By Carol Surya, author, psychologist, game developer and workshop facilitator. Her practical parenting book, ParentMagic – Raising Kids stems from experience gained over the last 20 years working with children and their parents worldwide. You will find her company, Raising Kids Positively on Jozikids and Kznkids
Bulling isn’t an inevitable part of growing up. Research shows that whether your child is being bullied, being the bully, or watching their friend being bullied, they need help. It affects everyone (even you as parents) and often has a major impact on children’s developing sense of self, school performance and self-esteem (even into adulthood). Often it’s emotionally terrifying – silently imprisoning kids in shame, feeling worthless and desperate.
From shoving, hitting, mocking, threats, name-calling, shunning, spreading rumours or exclusion tactics to forcing victims to do or give them things, bullying is any ongoing/repetitive intentional tormenting. Cyber-buylling –via electronic messaging, online chatroom’s, the internet and social media – is even more complex and has become a major problem worldwide.

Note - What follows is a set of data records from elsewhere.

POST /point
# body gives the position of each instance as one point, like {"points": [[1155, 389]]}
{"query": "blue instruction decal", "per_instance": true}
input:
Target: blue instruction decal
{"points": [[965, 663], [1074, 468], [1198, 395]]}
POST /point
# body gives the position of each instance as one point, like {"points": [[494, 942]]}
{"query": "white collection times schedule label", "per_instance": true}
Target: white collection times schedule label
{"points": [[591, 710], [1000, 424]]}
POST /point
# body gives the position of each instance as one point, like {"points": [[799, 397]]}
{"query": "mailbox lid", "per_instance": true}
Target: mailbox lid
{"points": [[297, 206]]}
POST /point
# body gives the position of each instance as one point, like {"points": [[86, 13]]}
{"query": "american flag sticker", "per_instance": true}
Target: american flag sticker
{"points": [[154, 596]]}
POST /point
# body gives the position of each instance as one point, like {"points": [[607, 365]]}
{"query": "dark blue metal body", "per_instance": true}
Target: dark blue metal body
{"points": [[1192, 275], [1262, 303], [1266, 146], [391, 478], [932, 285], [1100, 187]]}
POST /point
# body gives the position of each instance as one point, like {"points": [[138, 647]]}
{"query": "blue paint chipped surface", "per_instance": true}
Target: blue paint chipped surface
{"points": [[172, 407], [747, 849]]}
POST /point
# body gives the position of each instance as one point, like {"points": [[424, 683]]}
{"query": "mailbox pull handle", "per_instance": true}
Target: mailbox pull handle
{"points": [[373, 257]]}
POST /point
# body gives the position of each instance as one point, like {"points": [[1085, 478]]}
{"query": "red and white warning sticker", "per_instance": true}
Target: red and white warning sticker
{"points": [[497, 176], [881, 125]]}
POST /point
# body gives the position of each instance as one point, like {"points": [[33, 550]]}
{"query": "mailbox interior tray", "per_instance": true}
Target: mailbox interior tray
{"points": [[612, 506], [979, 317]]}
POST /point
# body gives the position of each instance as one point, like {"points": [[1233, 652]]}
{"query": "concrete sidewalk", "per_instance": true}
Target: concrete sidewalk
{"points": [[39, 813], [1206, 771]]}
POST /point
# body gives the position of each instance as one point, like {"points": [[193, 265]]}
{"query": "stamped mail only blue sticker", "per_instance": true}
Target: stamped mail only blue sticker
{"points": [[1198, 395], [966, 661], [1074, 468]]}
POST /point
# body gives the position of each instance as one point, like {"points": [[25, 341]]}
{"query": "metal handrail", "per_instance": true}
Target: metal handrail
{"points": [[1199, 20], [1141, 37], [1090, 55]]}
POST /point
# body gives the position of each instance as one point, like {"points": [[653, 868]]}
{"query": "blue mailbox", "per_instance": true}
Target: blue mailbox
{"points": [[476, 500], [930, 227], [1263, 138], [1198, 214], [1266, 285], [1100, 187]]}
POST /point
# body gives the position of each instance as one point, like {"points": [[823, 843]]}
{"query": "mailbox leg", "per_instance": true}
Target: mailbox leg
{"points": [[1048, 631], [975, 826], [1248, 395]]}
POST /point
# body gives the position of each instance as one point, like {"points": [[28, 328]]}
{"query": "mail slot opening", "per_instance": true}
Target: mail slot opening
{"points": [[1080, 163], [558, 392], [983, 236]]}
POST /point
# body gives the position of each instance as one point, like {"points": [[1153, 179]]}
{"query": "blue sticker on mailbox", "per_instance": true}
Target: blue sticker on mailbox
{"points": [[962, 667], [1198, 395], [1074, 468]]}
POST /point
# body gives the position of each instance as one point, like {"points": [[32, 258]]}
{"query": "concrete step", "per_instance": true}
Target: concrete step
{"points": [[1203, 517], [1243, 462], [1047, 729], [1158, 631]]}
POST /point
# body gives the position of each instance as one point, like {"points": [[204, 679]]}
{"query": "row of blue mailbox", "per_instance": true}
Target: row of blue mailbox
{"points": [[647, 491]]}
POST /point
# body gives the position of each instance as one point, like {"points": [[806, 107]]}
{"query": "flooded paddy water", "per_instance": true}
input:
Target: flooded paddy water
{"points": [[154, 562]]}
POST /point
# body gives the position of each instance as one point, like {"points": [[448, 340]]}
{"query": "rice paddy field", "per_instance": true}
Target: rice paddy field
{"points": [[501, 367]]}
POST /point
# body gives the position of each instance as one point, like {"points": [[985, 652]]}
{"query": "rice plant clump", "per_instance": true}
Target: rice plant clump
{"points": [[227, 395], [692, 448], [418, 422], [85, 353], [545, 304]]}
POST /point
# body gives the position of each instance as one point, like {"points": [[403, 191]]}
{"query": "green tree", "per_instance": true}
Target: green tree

Some warning signs in children:
- depression and anxiety – often seen as a nervousness and loss of interest in usually enjoyable activities
- strong feelings of sadness, loneliness, worry and fear
- disturbances in sleep and eating patterns
- health complaints – poor appetite, headaches, abdominal pain, tiredness
- school refusal – skipping class, or dropping out
- performance deteriorates
In cases of cyber-bulling :
- loss of/obsessive interest in the computer and cell phone
- won’t talk about what’s going on
- gets stressed when receiving e-mail, texts or instant messages
- withdrawing from family and friends
Remember, bullying is about power, where those with the lowest self-esteem (i.e. the least power) become the victims. Those who bully have unfortunately learnt to feel powerful in destructive ways, and are often doing so from their own previous emotional hurt. Although children may respond differently, they will rarely admit that they’re being bullied (even if you have a close relationship.) This makes it vital to learn more about bullying and seek help for your child. Become involved – check whether your child’s school runs anti-bullying awareness campaigns and has a policy of how to deal with bullying. The best antidote is to help build their self-esteem.